3.7.1 Option 1: Reading your API key from the notebook#

Pros: Convenient
Cons: Security risk; Ensure to remove your API key before sharing the notebook

To set API key from your notebook, you need to import the operating system module os and use os.environ['Environment_variable']= 'API_key' to set the API for your selected provider.

The example below is for OpenAI provider:

%load_ext jupyter_ai
import os
os.environ['OPENAI_API_KEY'] = 'add your OpenAP API key here'

Try it out:

## Load Jupyter AI extension
# %load_ext jupyter_ai 
# # Set API key
# import os
# os.environ['OPENAI_API_KEY'] = 'add your OpenAP API key here'

3.7.2 Option 2: Reading API key from an external file#

Pros: Enhanced security; Separating the API key into a separate file enables sharing the notebook without exposing the key
Cons: Additional setup required; You must include the code snippet below at the start of each notebook and specify the path to your API key file

To set an API key from a file, copy and paste your API-key to a textfile, let us say ‘OPENAI_API_KEY.txt’. Then place this code at the beginning of your file. Make sure to change the file_path_name as needed.

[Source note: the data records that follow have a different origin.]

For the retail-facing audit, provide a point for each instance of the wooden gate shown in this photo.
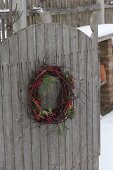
(24, 145)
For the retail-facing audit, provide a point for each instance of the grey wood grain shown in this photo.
(28, 146)
(2, 149)
(16, 103)
(23, 58)
(82, 100)
(68, 137)
(75, 122)
(89, 104)
(35, 132)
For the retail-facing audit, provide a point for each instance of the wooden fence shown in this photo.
(60, 3)
(5, 6)
(25, 145)
(71, 12)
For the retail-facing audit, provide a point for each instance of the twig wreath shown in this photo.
(41, 81)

# # Load Jupyter AI extension
# %load_ext jupyter_ai

# #Read API key from a file
# def read_API_Key(file_name):

#     # Open the file in read mode 
#     with open(file_name, 'r') as file:
#         # Read the content of the file
#         API_key = file.read().strip()  # strip() removes any leading or trailing whitespace
#     return API_key

# # Set API key
# import os
# file_path_name = 'ai_assistant/OPENAI_API_KEY.txt'
# os.environ['OPENAI_API_KEY'] = read_API_Key(file_path_name)

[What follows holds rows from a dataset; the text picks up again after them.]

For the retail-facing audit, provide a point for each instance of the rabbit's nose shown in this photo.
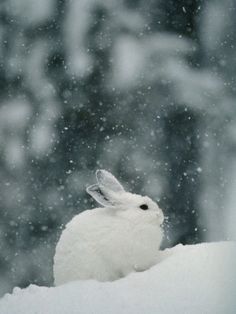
(160, 216)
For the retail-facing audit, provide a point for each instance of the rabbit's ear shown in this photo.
(108, 181)
(98, 194)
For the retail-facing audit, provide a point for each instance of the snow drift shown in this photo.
(189, 279)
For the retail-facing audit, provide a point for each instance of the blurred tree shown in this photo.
(94, 83)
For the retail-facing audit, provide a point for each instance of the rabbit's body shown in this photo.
(109, 242)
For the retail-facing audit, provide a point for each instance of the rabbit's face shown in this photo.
(110, 193)
(137, 207)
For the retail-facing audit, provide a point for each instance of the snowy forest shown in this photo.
(144, 89)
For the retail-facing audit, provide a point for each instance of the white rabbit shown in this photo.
(109, 242)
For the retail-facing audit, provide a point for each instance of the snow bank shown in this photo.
(189, 279)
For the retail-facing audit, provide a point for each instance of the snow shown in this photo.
(189, 279)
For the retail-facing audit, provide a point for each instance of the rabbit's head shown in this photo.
(110, 193)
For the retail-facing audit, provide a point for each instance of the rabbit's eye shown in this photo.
(144, 206)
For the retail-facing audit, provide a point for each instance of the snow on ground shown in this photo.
(190, 279)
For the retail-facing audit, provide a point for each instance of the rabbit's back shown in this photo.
(98, 245)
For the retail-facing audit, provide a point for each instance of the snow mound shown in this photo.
(189, 279)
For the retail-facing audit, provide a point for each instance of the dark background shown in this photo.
(143, 88)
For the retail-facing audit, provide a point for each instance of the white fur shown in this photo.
(109, 242)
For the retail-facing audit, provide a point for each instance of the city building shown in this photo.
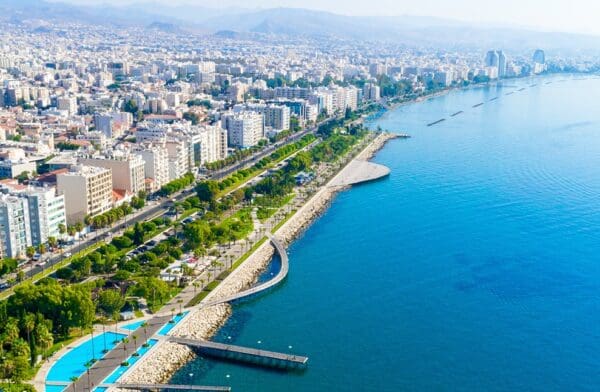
(87, 191)
(244, 129)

3.7.3 Option 3: Create an authentication module#

Pros: Versatile solution; Enables authentication for various providers from any location
Cons: Technical proficiency needed; Involves coding skills

At the beginning of my notebook, I can place these three lines to load AI magic commands and set up environment variable authentication:

%load_ext jupyter_ai
from ai_assistant import api_key  # Import the api_key module
api_key.set_API_key('OPENAI')     # Set the API key for the selected provider: 'OPENAI' or 'ANTHROPIC'

By passing the provider name to the api_key.set_API_key() function, authentication is performed based on the API key saved in a file. The module is saved somewhere on my machine, but I can import it from anywhere because I structured it as a package with __init__.py, rather than just a single Python module file as we covered in a previous lesson.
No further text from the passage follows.